The remarks in Der Spiegel electrified the British political and media landscape today. Osborne played down the article, saying it was based on “what Angela Merkel might have said about something that David Cameron might say in the future”.
“I think it’s a little bit thin,” he said. “We have had good discussions with the Germans . . . They understand the disquiet that is caused amongst British people when you have people from other parts of Europe here to claim our benefits who don’t necessarily have jobs to go to.”
Nonetheless, Osborne said that Cameron would continue his campaign to address “how freedom of movement operates in the 21st century”.
London mayor Boris Johnson said it was “unthinkable” that Germany would give up on Britain in the EU as an ally and counterweight to the southern European bloc.
Ukip leader Nigel Farage, clearly delighted by the flap, said it exposed a lack of substance in the prime minister’s promise to negotiate a new deal with the EU.
Before the Der Spiegel quotes appeared, the Sunday Times said Britain was prepared to make its migration limits “German-friendly”, while exhausting existing EU provisions “to the limit”. This would include exercising the right to send home people unable to finance themselves after three months.
German sources dismissed both Der Spiegel’s report and the British reaction as overblown today, saying Berlin’s position on migration was consistent and that it was not interested in drawing red lines on migration in public.
German officials are conscious of the political pressure Cameron is facing, but complain – whether on migration, the €2 billion payment row with Brussels or Britain’s demands for a new EU deal generally – his actions make him increasingly difficult to help.
Germany had its own debate on so-called welfare tourism earlier this year, forced on to the agenda by Merkel’s more populist Bavarian allies, the Christian Social Union (CSU).
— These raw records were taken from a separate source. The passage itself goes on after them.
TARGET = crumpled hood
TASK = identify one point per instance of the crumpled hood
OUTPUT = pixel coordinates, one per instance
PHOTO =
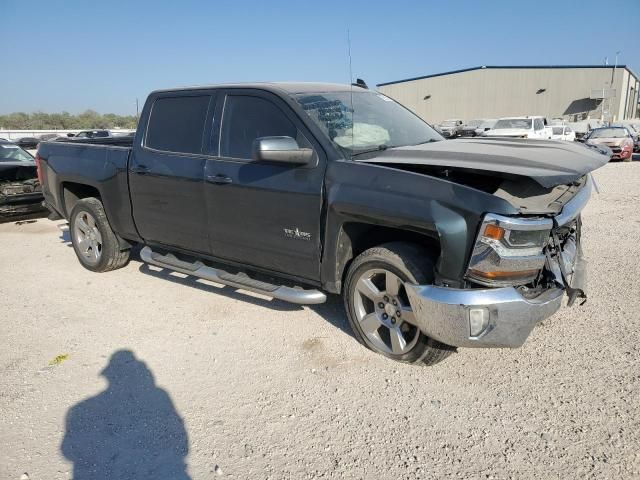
(548, 162)
(609, 142)
(508, 132)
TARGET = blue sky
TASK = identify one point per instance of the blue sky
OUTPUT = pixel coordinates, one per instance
(72, 55)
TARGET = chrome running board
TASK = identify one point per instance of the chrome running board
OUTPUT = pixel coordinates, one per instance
(238, 280)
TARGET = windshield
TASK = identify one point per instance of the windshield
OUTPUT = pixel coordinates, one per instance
(13, 153)
(377, 121)
(513, 123)
(609, 133)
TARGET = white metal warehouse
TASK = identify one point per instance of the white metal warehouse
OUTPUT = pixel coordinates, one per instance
(573, 93)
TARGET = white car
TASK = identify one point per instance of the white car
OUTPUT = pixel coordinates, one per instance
(520, 127)
(562, 132)
(485, 126)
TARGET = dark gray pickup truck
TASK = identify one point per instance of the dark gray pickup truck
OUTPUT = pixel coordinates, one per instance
(293, 190)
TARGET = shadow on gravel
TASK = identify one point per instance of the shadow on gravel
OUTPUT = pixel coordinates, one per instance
(332, 310)
(130, 430)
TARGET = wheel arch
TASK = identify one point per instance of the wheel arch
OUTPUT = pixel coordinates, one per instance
(73, 192)
(354, 237)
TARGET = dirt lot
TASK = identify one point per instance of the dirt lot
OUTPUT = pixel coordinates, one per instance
(251, 388)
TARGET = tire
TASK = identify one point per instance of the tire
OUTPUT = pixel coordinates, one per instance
(95, 243)
(374, 272)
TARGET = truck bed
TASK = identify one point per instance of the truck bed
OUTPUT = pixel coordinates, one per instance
(91, 163)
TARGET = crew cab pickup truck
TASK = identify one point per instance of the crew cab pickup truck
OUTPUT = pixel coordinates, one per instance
(297, 190)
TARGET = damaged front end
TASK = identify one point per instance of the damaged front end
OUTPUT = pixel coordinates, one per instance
(20, 192)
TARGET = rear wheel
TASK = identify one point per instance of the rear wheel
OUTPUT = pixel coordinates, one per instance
(94, 242)
(378, 306)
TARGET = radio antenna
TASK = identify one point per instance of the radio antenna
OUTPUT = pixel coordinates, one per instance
(350, 86)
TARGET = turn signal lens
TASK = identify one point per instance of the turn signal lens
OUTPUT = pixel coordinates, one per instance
(494, 232)
(478, 320)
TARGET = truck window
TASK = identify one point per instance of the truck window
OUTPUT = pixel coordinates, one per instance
(176, 124)
(246, 118)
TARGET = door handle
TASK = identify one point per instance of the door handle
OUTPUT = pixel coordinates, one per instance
(219, 179)
(141, 169)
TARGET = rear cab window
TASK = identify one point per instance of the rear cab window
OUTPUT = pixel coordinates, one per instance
(176, 124)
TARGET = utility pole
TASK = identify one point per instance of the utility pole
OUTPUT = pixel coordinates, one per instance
(613, 73)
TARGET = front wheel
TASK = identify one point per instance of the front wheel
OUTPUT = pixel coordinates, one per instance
(378, 307)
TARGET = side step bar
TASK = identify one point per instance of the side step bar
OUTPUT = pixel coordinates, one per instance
(238, 280)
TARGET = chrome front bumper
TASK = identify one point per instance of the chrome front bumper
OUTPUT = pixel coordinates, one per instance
(443, 313)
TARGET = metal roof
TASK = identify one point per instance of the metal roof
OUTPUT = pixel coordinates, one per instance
(505, 67)
(288, 87)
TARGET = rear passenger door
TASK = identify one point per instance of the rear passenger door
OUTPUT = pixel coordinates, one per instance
(263, 214)
(166, 172)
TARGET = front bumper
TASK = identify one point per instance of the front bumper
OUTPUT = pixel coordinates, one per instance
(444, 313)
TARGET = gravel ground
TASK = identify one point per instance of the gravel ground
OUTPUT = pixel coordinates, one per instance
(186, 379)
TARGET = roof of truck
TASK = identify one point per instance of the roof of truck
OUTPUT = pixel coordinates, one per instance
(288, 87)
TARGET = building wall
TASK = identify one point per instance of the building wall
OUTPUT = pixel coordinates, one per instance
(497, 92)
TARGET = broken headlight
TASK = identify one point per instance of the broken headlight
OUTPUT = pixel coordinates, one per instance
(509, 251)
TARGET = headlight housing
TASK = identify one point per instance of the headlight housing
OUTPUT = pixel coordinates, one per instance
(509, 251)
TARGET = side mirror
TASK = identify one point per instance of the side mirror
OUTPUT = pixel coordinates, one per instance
(281, 150)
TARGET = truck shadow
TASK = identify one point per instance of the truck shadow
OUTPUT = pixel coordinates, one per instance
(129, 430)
(332, 310)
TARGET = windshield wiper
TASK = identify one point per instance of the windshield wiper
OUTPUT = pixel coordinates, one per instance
(379, 148)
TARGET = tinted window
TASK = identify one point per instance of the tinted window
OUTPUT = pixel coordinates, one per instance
(247, 118)
(176, 124)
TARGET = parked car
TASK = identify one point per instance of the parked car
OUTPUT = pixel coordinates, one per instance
(583, 127)
(562, 132)
(634, 131)
(20, 191)
(49, 137)
(520, 127)
(27, 142)
(451, 128)
(618, 139)
(470, 127)
(433, 244)
(90, 134)
(485, 126)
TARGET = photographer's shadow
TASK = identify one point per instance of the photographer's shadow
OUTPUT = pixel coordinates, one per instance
(129, 431)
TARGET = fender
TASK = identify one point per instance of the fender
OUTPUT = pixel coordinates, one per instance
(415, 202)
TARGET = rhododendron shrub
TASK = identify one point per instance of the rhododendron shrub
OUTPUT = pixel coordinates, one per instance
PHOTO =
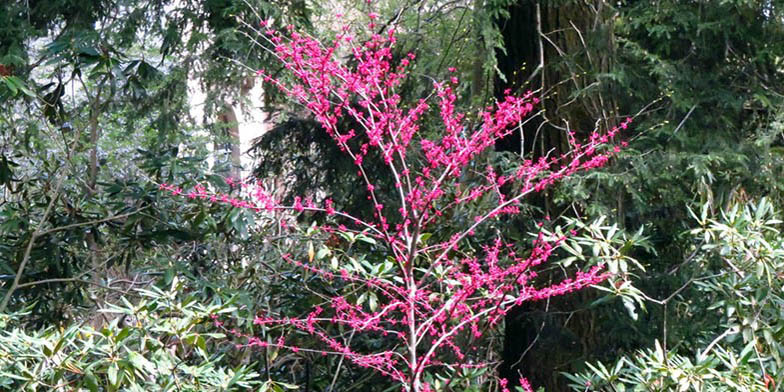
(431, 297)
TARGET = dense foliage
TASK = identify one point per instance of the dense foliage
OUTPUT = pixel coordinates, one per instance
(97, 110)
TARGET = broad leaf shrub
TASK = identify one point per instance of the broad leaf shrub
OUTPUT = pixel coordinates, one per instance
(738, 268)
(428, 302)
(164, 342)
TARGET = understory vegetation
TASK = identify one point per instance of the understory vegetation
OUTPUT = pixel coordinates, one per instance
(510, 195)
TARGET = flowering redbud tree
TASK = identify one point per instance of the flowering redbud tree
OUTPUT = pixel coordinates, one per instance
(434, 295)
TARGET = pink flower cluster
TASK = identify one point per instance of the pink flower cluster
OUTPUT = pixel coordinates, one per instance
(443, 296)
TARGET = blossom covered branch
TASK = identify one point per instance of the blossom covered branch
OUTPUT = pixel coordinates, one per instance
(435, 296)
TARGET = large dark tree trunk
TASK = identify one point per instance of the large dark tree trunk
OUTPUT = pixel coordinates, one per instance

To defuse the emotive debate, a government working group was appointed to examine a phenomenon the federal labour ministry said they had not documented.
In the end, largely to save face in the CSU, a final report presented limited proposals – measures the authors insisted could only take place “on the basis of existing European law”. Der Spiegel’s article, headlined “Red Lines, Flushed Face”, suggested that, in the EU, “Cameron is a man on the run”.